House debates

Thursday, 8 February 2018

Matters of Public Importance

Charities

3:48 pm

Photo of Tim WilsonTim Wilson (Goldstein, Liberal Party) Share this | Hansard source

I always welcome the interjections of those opposite in arguing that I live up to the title of 'Freedom Boy'. It is a title I wear with pride—so I encourage you to keep doing so. But let's not get distracted from the substance of this MPI put forward by the member for Fenner, which is of course that we all support the purpose and mission of charities. Everybody in this place—on this side of the House and on that side of the House—does. I imagine even the crossbenchers and even the Marxist member for Melbourne may see some room for the private sector that private citizens or organisations can do charitable works.

We all agree that, when donations are made in this country, they should, of course, go to the people to which they are served, to try to minimise overheads and to make sure that people can get the support and assistance they need and that, even if the money is given in pursuit of helping people overseas, it will see its same destination.

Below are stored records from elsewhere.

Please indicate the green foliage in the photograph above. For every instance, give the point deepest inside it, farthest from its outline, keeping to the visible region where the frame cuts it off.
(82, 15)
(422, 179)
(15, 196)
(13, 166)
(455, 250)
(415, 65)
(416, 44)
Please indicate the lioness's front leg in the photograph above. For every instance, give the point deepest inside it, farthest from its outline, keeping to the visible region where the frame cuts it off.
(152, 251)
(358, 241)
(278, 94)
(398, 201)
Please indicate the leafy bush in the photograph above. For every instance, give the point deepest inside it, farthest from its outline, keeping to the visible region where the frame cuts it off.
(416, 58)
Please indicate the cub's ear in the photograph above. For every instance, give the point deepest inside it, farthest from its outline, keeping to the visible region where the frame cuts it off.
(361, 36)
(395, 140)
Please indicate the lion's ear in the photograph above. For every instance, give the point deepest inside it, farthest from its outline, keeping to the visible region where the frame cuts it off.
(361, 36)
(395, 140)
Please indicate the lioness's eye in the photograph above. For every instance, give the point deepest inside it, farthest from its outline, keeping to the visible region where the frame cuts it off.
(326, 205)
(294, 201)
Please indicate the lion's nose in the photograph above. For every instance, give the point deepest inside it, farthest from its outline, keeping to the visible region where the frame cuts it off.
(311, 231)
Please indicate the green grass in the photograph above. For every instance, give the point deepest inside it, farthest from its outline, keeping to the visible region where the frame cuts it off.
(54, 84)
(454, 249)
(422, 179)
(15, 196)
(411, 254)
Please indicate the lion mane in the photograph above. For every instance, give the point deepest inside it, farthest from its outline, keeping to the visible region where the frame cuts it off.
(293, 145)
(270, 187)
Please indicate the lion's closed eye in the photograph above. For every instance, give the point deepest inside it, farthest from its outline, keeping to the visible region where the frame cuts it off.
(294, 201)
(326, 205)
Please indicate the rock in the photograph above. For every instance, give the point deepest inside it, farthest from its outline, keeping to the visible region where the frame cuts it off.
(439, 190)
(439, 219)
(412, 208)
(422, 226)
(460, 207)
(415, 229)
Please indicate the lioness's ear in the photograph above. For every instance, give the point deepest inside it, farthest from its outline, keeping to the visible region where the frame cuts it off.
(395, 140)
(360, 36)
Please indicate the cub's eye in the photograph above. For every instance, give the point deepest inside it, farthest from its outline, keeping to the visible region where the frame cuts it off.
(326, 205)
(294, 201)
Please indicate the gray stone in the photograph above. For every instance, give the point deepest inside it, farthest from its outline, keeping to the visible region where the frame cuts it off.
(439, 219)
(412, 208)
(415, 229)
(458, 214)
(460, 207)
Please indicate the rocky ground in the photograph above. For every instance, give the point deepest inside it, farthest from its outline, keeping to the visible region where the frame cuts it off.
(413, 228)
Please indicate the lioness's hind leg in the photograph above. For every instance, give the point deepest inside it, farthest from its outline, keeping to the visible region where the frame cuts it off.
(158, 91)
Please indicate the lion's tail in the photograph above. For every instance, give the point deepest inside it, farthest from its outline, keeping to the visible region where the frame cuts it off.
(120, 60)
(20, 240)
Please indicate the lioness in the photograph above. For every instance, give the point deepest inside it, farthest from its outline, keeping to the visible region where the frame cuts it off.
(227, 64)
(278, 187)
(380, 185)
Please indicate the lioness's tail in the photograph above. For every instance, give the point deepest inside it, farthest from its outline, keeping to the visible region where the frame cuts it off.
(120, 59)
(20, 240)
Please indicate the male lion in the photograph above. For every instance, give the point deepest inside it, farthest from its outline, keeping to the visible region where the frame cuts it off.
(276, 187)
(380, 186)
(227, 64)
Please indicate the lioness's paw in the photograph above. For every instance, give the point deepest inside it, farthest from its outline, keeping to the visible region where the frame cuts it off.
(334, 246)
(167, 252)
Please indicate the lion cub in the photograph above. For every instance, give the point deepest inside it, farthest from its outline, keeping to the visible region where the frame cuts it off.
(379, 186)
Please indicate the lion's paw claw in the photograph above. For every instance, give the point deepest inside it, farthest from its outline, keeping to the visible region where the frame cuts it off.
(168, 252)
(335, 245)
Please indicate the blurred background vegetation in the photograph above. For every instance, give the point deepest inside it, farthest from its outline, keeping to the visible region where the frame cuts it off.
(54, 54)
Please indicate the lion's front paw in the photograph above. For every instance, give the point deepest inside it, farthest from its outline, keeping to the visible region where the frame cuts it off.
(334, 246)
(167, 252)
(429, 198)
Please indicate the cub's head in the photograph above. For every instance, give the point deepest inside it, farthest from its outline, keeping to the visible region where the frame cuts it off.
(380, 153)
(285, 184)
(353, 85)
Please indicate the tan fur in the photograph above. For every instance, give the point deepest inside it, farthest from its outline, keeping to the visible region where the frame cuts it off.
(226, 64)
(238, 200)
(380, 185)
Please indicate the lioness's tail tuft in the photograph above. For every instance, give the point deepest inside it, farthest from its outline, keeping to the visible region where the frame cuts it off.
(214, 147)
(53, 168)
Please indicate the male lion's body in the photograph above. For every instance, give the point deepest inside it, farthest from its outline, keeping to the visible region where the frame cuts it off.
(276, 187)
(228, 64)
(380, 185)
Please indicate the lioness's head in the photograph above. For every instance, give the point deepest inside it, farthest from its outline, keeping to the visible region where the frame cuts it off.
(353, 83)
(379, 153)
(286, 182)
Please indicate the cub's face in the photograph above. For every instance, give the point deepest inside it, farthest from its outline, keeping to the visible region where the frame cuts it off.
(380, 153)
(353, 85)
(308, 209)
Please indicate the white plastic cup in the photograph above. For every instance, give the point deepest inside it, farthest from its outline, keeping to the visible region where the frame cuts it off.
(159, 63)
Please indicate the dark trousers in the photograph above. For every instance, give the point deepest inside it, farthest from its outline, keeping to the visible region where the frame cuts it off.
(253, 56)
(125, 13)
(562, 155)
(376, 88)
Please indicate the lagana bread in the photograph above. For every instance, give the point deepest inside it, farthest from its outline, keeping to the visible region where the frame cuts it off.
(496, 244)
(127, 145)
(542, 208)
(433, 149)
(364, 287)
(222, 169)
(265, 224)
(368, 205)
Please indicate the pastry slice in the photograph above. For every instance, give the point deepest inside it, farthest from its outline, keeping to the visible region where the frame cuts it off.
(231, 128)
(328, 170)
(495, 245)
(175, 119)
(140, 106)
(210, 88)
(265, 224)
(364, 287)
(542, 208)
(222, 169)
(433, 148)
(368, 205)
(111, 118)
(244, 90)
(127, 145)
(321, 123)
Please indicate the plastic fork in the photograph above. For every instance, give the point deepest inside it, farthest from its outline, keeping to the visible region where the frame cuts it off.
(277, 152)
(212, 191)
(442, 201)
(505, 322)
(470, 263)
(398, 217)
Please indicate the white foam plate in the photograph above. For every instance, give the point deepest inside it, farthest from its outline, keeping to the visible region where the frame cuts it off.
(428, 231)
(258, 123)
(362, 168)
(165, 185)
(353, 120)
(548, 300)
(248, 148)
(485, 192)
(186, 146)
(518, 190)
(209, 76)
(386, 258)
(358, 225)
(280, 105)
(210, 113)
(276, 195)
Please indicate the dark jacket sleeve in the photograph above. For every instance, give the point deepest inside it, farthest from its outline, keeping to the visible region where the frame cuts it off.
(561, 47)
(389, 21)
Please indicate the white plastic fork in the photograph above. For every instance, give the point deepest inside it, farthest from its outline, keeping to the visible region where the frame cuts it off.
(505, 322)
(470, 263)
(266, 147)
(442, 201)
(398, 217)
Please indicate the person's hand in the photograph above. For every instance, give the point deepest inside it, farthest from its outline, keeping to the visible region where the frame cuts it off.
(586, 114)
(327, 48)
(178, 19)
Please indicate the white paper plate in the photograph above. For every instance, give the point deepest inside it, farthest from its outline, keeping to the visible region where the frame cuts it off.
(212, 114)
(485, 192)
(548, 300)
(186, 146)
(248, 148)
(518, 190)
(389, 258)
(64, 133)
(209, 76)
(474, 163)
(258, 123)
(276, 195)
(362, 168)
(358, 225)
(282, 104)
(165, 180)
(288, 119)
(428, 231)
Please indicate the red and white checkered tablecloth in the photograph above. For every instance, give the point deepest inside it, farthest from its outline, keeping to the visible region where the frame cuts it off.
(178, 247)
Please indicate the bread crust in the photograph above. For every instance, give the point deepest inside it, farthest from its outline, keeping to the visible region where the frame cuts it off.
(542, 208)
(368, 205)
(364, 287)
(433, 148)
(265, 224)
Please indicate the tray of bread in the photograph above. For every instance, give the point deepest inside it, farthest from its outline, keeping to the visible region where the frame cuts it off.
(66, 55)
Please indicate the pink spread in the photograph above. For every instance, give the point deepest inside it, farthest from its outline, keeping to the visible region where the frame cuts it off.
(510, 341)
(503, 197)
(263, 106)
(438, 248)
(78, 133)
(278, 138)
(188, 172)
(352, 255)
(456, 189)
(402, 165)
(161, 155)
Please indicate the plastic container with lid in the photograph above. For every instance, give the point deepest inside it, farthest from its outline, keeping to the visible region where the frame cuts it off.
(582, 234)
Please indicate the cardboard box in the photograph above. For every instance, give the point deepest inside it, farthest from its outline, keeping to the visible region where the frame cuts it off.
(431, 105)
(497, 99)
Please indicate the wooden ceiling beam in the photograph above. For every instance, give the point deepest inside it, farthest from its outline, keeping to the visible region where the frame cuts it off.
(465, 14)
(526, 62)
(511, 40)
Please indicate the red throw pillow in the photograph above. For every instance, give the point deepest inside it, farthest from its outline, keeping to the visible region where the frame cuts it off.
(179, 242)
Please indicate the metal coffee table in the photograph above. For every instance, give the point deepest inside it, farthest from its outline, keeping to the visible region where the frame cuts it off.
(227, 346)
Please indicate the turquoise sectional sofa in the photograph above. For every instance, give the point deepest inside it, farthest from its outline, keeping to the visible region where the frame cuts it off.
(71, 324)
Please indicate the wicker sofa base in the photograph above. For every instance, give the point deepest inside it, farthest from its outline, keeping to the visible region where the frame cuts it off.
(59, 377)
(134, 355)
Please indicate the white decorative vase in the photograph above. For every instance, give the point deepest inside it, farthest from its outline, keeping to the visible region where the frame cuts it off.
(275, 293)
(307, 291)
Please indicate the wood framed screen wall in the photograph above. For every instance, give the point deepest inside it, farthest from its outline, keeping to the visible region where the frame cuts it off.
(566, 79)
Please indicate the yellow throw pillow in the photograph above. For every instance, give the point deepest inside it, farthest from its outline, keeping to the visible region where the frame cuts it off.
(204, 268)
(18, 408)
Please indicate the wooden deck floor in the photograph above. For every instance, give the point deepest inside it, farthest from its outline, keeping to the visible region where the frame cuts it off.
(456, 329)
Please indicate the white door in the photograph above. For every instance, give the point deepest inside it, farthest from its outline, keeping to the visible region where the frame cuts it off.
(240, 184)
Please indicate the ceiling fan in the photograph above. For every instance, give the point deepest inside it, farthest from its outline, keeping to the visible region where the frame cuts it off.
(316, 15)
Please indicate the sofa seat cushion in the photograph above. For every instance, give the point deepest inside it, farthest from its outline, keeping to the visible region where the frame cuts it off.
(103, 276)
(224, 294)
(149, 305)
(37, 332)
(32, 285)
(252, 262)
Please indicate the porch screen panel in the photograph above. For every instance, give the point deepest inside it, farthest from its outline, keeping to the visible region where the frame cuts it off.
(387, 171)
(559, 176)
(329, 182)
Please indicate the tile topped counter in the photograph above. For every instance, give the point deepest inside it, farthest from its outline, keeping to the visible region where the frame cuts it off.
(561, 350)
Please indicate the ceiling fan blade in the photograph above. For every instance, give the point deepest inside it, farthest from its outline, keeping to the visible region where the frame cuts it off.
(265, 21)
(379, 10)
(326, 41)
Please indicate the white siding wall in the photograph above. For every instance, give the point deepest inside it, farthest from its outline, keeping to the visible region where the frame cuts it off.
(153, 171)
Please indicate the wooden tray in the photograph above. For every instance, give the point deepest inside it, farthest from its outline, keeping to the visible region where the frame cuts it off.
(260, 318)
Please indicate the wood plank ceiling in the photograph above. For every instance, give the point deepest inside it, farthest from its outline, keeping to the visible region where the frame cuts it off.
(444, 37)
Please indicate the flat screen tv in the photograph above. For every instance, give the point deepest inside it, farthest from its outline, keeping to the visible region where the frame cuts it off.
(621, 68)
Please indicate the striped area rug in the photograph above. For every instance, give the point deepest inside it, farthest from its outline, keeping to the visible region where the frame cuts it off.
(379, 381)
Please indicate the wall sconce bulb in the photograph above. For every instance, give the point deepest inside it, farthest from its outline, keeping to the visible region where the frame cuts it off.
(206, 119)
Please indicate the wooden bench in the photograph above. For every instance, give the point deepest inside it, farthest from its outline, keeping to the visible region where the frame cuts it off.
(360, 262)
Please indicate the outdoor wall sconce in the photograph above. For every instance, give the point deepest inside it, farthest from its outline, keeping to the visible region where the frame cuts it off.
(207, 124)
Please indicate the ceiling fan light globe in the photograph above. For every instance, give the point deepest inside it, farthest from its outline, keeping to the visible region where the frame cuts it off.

Of course, we want people to participate in charities and be constructive and be part of it. But there are some things I would hope we also agree on. I would hope that we agree on the idea that, when people give money to charities, it's used, as I said, for people, and not for some people to get elected to parliament. We also believe that charities should not become siphons to fund political campaigns to distort our democracy. Those things are exactly what many of the bills that have been put before this parliament by this government seek to do.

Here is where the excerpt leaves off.